The group is led by a group of member chiefs, with Woburn Chief Philip Mahoney as its current president.

The group's executive director, Laura Nichols, yesterday called NEMLEC a "knowledge and resource multiplier" for local departments.

"Most of our places are small," Nichols said. "Because of their size, altogether they could create resources they wouldn't be able to on their own."

Chief Donovan of Tewksbury typically heads up the group's Internal Affairs team, Nichols said.

Kirk said yesterday that she is confident that NEMLEC was well-qualified to handle the investigation and the fact that its leadership may be familiar with members of Gloucester police leadership should not affect their impartiality.

"This is what they are suited for — it is one of the services they perform," Kirk said. "NEMLEC has their reputation they need to uphold. I have no reason to think that they will not be independent, thorough and objective."

The alternative to involving NEMLEC would have been to request the Essex County District Attorney become involved, but Kirk said Beaudette had recommended starting with NEMLEC.

O'Hanley, a department veteran whose appointment as lieutenant in 2005 was controversial because he was chosen over another sergeant who had higher test scores, is very close to Beaudette and one of his closest allies on the force, sources have told the Times. As lieutenant, O'Hanley heads the midnight-to-8 a.m. shift within the department's Patrol Division.

He is in the first week of a scheduled two-week vacation and is believed to not have yet returned to Gloucester.
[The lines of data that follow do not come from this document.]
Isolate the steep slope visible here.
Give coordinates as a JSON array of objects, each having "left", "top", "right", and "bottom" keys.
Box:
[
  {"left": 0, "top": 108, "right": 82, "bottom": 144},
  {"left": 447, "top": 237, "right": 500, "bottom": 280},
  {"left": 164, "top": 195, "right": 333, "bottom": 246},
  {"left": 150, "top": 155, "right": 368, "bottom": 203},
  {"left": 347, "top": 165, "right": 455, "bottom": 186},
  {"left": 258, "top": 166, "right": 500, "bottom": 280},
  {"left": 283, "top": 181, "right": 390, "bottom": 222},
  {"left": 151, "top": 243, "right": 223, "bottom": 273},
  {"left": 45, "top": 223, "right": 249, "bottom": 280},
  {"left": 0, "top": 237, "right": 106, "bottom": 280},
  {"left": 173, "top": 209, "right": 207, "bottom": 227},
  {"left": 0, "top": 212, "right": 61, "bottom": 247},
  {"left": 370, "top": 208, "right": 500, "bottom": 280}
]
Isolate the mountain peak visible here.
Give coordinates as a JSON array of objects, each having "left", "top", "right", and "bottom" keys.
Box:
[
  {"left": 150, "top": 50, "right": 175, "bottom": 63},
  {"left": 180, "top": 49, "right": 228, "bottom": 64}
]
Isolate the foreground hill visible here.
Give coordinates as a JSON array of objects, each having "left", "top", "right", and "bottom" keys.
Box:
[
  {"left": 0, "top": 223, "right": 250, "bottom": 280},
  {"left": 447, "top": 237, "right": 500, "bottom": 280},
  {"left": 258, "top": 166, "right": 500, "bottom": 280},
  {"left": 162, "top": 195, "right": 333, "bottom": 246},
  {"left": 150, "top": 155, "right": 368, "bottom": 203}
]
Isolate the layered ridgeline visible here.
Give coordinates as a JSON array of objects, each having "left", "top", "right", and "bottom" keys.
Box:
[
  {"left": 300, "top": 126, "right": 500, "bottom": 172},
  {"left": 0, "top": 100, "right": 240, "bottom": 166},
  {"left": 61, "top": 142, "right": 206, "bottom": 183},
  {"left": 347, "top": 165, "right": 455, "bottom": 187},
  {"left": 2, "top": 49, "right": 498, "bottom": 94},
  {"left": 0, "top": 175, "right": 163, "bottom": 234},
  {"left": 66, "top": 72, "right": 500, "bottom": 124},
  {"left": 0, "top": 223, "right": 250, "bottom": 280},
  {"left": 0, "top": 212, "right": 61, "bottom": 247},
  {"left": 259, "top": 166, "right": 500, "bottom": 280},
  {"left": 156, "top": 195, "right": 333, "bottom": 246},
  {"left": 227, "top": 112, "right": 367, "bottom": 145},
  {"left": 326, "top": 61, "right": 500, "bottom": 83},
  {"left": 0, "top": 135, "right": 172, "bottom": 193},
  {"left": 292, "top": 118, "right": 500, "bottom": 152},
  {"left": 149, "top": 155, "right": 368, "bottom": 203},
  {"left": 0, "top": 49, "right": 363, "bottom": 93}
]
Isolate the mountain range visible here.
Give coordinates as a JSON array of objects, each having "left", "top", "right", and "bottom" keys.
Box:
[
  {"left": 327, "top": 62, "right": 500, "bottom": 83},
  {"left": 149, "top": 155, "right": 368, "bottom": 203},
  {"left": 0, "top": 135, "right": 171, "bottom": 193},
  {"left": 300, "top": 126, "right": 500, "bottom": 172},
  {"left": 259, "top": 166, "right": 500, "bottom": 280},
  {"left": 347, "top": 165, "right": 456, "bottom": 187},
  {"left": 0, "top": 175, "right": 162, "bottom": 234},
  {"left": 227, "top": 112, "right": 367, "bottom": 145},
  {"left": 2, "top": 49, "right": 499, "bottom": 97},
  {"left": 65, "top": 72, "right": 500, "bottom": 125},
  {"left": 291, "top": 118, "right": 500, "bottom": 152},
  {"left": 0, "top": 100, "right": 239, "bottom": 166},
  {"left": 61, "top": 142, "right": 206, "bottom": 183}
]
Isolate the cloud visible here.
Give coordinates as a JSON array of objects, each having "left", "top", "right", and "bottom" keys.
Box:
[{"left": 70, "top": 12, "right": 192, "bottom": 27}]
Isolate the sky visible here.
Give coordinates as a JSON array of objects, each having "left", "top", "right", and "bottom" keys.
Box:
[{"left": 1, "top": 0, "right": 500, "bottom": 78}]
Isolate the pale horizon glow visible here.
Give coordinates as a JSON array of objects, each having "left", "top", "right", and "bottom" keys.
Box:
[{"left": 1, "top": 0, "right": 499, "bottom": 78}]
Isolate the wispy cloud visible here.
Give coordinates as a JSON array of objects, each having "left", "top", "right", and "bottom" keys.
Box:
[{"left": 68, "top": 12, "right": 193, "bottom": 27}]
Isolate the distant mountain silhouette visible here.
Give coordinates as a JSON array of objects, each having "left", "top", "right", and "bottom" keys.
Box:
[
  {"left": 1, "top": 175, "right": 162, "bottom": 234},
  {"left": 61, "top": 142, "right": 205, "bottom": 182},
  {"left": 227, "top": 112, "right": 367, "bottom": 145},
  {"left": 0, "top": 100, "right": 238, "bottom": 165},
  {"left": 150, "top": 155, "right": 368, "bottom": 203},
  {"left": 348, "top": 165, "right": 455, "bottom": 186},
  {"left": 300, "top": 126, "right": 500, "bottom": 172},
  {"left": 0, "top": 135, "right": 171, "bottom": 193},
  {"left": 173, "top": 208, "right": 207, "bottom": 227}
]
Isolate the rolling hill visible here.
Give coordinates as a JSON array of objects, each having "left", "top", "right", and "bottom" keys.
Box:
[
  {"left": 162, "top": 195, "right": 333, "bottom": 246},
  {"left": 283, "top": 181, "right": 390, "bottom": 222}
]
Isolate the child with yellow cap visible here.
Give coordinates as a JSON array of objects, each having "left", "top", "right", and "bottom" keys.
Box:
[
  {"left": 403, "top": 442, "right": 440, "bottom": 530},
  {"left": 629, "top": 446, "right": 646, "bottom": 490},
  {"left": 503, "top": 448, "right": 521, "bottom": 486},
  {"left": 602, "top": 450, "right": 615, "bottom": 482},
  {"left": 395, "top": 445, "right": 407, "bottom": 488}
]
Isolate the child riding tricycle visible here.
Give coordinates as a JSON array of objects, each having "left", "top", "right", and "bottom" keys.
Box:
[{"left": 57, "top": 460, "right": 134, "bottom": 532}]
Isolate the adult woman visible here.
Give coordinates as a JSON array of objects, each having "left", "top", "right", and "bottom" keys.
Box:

The O'Hanley investigation comes as the city is prepared to study the operations of both the Police and Fire departments in a public safety audit. A consultant has been hired to conduct the audit, which is scheduled to be conducted this winter.

The Police Department has been through a several controversies in the last few years.

They include a lawsuit against the department by an officer who was disciplined for allegedly ignoring a rescue call, a complaint against Beaudette by the superior officers union for reportedly bumping a senior lieutenant and a federal lawsuit against the department by the officer, Sgt. John McCarthy, who was passed over for promotion in favor of O'Hanley three years ago.

Kirk said investigation into O'Hanley could still become criminal if the NEMLEC investigators thought it was warranted.

"We will pursue the investigation to where it leads," Kirk said.